C'est le grand retour de L'Aveu de Costa-Gavras et avec Yves Montand. Encore faut-il savoir de quel type de torture nous parlons... C'est avec un énorme cynisme que certains responsables s'expriment. Pour Colin Powell et Donald Rumsfeld, la torture revêt un sens bien particulier. Ils appellent "torture" tout acte qui supprime partiellement ou totalement le fonctionnement d'un organe, ou alors qui se termine dans la mort.
Par conséquent, comme aucun prisonnier n'est mort et que personne n'a perdu l'usage d'un organe en particulier, on ne peut pas vraiment parler de "torture". Pourtant, le documentaire révèle (entre autres) la pratique de la baignoire. Le principe est aussi cruel que simpliste. Il s'agit de simuler une noyade. Autre pratique séditieuse et barbare : l'utilisation de chiens aux accrocs acérés.
Sous la menace éventuelle de se faire dévorer ou en partie broyer, les prisonniers agonisent.
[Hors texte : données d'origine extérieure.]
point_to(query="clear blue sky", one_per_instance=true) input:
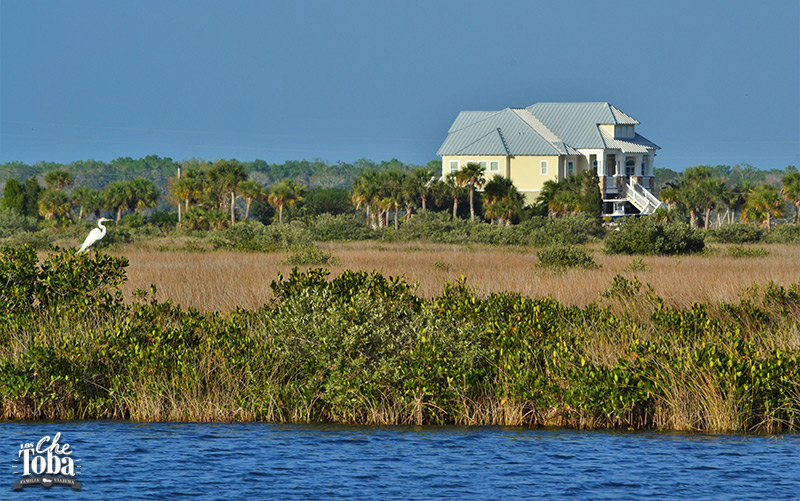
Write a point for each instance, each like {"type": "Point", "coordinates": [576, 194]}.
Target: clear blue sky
{"type": "Point", "coordinates": [712, 82]}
Les Conventions de Genève ? Bush et son gouvernement glosent, s'ébaudissent et justifient l'utilisation de techniques éventuellement crapuleuses. Il existerait deux axes : celui du bien, évidemment représenté par les Etats-Unis, et celui du mal, donc Al-Qaïda.
Autrement dit, pour lutter contre la barbarie, il faut aussi utiliser des méthodes sauvages et rédhibitoires. Un oxymore. Pourtant, la guerre contre la "Terreur" est en marche. Les Etats-Unis s'accointent et se coalisent avec plusieurs pays européens pour mener leurs inimitiés au Moyen-Orient. A l'époque, ils l'ignorent encore. Avec l'aide et le soutien de précieux alliés, ils signeront définitivement le marasme et la paupérisation en Iraq et en Afghanistan. Les conséquences retomberont bien des années plus tard par de multiples interventions, entre autres au Mali et en Lybie.
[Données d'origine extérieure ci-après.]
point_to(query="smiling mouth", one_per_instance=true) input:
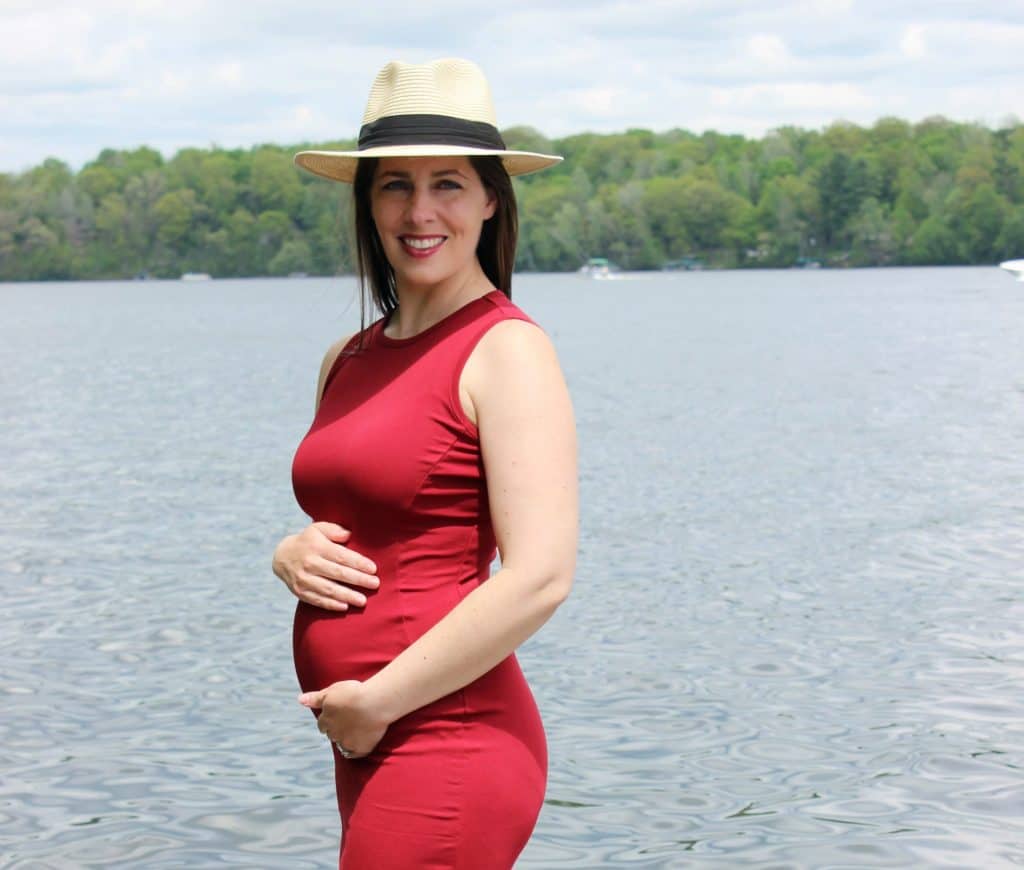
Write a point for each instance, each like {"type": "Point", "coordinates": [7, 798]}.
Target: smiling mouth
{"type": "Point", "coordinates": [422, 245]}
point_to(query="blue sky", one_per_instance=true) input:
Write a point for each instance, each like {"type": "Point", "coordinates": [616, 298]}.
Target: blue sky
{"type": "Point", "coordinates": [78, 77]}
Certes, Al-Qaïda et sa figure de proue, Ben Laden, disparaîtront pour se transmuter en une nouvelle menace, encore plus radicale et redoutable. Son nom ? Daesh avec les corollaires actuels. Jadis, ceux (et pas seulement les Etats-Unis) qui ont fustigé le terrorisme et sa barbarie sont devenus les créateurs mercantiles d'une nouvelle forme de violence, version explosive et kamikaze.
Comme une évidence. Ou ce bon vieil adage : "Dieu rit de ceux qui déplorent les effets dont ils chérissent les causes" (Bossuet).